Interestingly, among RAO subgroups, CRAO patients showed more severe and extensive CAPs on CCTA compared with their age- and gender-matched controls, while BRAO patients did not show any significant difference in CCTA findings compared to controls. Previously known risk factors of stroke and CAD, such as old age, men gender, and diabetes, were also related to subclinical CAD in our study.5725262728 CRAO was also associated with obstructive CAD after adjusting for these risk factors, while BRAO was not an independent risk factor for obstructive CAD. These findings correspond to the previous finding that the risk of acute coronary syndrome was higher in the CRAO subgroup than that of BRAO.8 There may be differences in the pathogenic processes of arterial atherosclerosis between CRAO and BRAO. However, the number of BRAO patients included in this study was small, and further study with a larger number of patients is thus needed to clarify the association between BRAO and the risk of subclinical CAD.

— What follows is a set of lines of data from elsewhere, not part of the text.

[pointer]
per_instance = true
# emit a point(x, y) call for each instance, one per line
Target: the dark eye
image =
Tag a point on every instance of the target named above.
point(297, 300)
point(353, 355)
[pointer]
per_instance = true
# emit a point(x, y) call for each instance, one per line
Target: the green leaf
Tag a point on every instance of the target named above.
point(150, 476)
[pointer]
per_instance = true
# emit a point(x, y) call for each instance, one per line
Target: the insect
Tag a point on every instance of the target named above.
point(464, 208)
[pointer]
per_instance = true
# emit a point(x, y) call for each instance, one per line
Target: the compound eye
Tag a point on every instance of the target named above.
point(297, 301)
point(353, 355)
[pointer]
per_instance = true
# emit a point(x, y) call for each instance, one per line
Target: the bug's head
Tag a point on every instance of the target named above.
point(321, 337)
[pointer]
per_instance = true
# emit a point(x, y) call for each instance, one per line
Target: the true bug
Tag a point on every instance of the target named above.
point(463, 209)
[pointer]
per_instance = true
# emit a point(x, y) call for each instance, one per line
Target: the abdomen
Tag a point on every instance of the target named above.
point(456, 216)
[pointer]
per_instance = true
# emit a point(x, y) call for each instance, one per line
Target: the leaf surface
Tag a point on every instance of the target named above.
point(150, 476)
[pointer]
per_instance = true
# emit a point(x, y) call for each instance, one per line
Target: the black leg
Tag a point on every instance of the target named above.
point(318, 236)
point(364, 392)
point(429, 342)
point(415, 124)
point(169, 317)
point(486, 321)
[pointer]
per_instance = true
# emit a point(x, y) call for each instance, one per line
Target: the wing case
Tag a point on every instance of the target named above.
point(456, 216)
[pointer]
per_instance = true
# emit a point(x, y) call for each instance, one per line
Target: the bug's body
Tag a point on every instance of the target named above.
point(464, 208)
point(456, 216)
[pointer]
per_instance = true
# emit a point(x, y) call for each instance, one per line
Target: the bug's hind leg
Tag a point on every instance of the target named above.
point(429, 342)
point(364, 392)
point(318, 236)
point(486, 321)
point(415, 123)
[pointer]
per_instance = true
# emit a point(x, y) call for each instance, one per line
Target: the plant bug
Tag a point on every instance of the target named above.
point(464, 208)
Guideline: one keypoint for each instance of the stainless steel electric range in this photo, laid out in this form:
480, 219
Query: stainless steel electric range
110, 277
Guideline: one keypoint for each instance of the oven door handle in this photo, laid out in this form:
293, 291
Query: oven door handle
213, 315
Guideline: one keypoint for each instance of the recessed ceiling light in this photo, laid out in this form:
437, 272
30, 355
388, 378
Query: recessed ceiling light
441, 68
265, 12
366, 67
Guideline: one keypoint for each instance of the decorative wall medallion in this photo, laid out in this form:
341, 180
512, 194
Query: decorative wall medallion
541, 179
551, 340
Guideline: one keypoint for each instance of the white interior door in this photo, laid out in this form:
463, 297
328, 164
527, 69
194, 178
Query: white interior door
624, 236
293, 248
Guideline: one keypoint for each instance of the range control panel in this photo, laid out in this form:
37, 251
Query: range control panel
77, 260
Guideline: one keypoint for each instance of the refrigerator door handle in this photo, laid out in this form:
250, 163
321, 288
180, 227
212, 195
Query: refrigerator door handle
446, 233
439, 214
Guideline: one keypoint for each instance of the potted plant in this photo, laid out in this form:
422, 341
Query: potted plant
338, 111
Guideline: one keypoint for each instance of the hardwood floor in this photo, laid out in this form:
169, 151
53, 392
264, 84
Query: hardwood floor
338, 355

Our study has some limitations. First is its retrospective design without a randomized control group. Although the selection of controls has been carefully considered regarding matching of age and gender, there is a possibility of unexpected confounding factors. In addition, our study was a cross-sectional study, and we could not confirm whether these results were associated with major cardiovascular events or mortality. Second, the subjects included were limited to the Korean population, and our results should thus be interpreted with consideration for ethnic differences. Lastly, only 41 RAO patients were included, which is not a fully sufficient number for a statistically significant evaluation. Differences between CRAO and BRAO, or other aspects of RAO such as visual and anatomical outcomes, might provide important clinical information. However, subgroup analyses were limited because of the small number of patients. RAO is a disease with a relatively low incidence, and the fact that CCTA is not a routine procedure for RAO, as well as the fact that it was performed only in patients who chose to undergo it, appears to have affected the number of patients. Our findings need to be replicated by larger prospective studies.

In conclusion, RAO patients have a higher prevalence of subclinical CAD and show more extensive and severe CAD on CCTA compared to the age- and gender-matched control subjects, suggesting that they may harbor future cardiovascular risk. Along with traditional vascular risk factors, RAO can be an additional and independent risk factor for CAD. RAO patients, particularly those with vascular risk factors, should undergo meticulous cardiovascular evaluations to prevent coronary artery-related morbidity and mortality.